Solving the Class Imbalance Problem

It becomes obvious from the description of the problem that one remedy is to weight the smaller sums (i.e., those belonging to minority classes) so that a learning algorithm more easily avoids approximate solutions that exploit their insignificance. It’s often easily possible to modify machine learning algorithms for that purpose; especially when they are explicitly a form of empirical risk minimization and is not just equivalent to it for some loss function.

Another approach that attempts to solve the problem without requiring any modifications to the learning algorithm is resampling the data. In its simplest form it can be viewed as equivalent to the cost-sensitive approach of assigning weights. Consider the following algorithm:

Given: An imbalanced dataset with K classes and an integer for each class
Wanted: A dataset where data from each class is replicated according to the integer
Operation: Repeat each point in class k, c times, where c is the associated integer with that class

It should be obvious by plugging to the sum that this is equivalent to the cost-sensitive approach; recall that minimizing a function is equivalent to minimizing a scalar positive multiple of it.

Random Oversampling

The aforementioned algorithm suffers from a small problem; if class A has 900 examples and class B has 600 examples then there is no integer multiple that we can use to oversample class B to bring the dataset to exact balance. We can extend the algorithm to deal with replication ratios that aren’t integers by choosing points to replicate randomly. For instance, if we want to oversample 300 examples for class B so that the system is brought to balance (equivalent to a ratio of 1.5) then we can do so by…

1 — Choosing 300 points randomly from class B
2 — Replicating those points

This algorithm is called naive random oversampling and what it formally does is:

1 — Compute the necessary number of points to generate for each class (computed from some given ratios)
2 — Suppose for class k that number is N_k, then choose N_k points randomly with replacement from the points belonging to that class then add them to form the new dataset

It should be obvious that this is on average equivalent to the aforementioned algorithm and hence, also class-weighting. If the ratio for class k is 2.0 then on average each point will be picked once by random.

Here is a random imbalanced dataset that I have generated for three classes (0, 1, 2) which shows a histogram of the classes and a scatter plot of the points before and after oversampling.

Figure by the Author

Notice that there is no visual difference in the two figures in the bottom because all generated points are replicas of existing ones.

Why Oversampling?

You may be so far not so convinced that resampling is more prominent than class-weight to solve the class imbalance problem; after all, we have shown that naive random oversampling can be viewed to be on average equivalent to class-weighting with longer training times (due to more data). The only catch in this argument is that it’s not generally possible to use class-weighting; especially, if the machine learning model does not minimize loss explicitly.
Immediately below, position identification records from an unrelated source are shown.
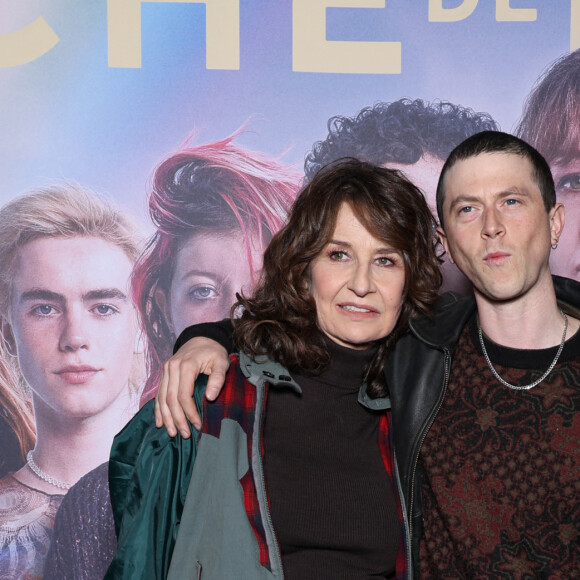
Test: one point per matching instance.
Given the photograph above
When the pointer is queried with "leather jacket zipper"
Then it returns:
(258, 467)
(425, 431)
It makes sense that we would achieve better results than naive random oversampling (or class weighting) if we rather naturally added the points for each class by collecting more data in our dataset. For instance, suppose that…

We want to detect whether a transaction is fraudWe have collected a dataset of 1K fraud transactions and 999K of valid transactions

It should be obvious that solving the imbalance problem by collecting another 998K fraud transactions is far more superior than repeating the existing 1K ones 997K times. In particular, we run a high risk of overfitting to the particular data observed in the latter case.

The reality is obviously that it is not generally feasible to collect more data for the minority classes; however, it may be possible to simulate the effect of doing so. Perhaps, if we synthetically generate data for the minority classes that is representative enough of real new examples then ideally, this is much better than repeating examples or class weighting. This is the most common form of oversampling and its relation to collecting real data may be the most plausible justification for why it can outperform random oversampling and class weighting; hence, being a worthwhile approach to solve the class imbalance problem.


Lastly note that if instead of randomly choosing examples to replicate in minority classes, we randomly chose points to remove in majority classes then then the algorithm becomes naive random undersampling. This obviously has the disadvantage of losing useful data but sometimes eliminating data from “not so useful” majority classes solves the imbalance problem and leads to much better performance towards the “much more useful” minority classes. There are also other undersampling approaches that more carefully choose which points to exclude such as to preserve the structure of the data or to allow for better decision boundaries.

In further stories we explain all the algorithms initially implemented in Imbalance.jl and how they solve the class imbalance problem.

Class Imbalance and Oversampling: A Formal Introduction was originally published in Towards Data Science on Medium, where people are continuing the conversation by highlighting and responding to this story.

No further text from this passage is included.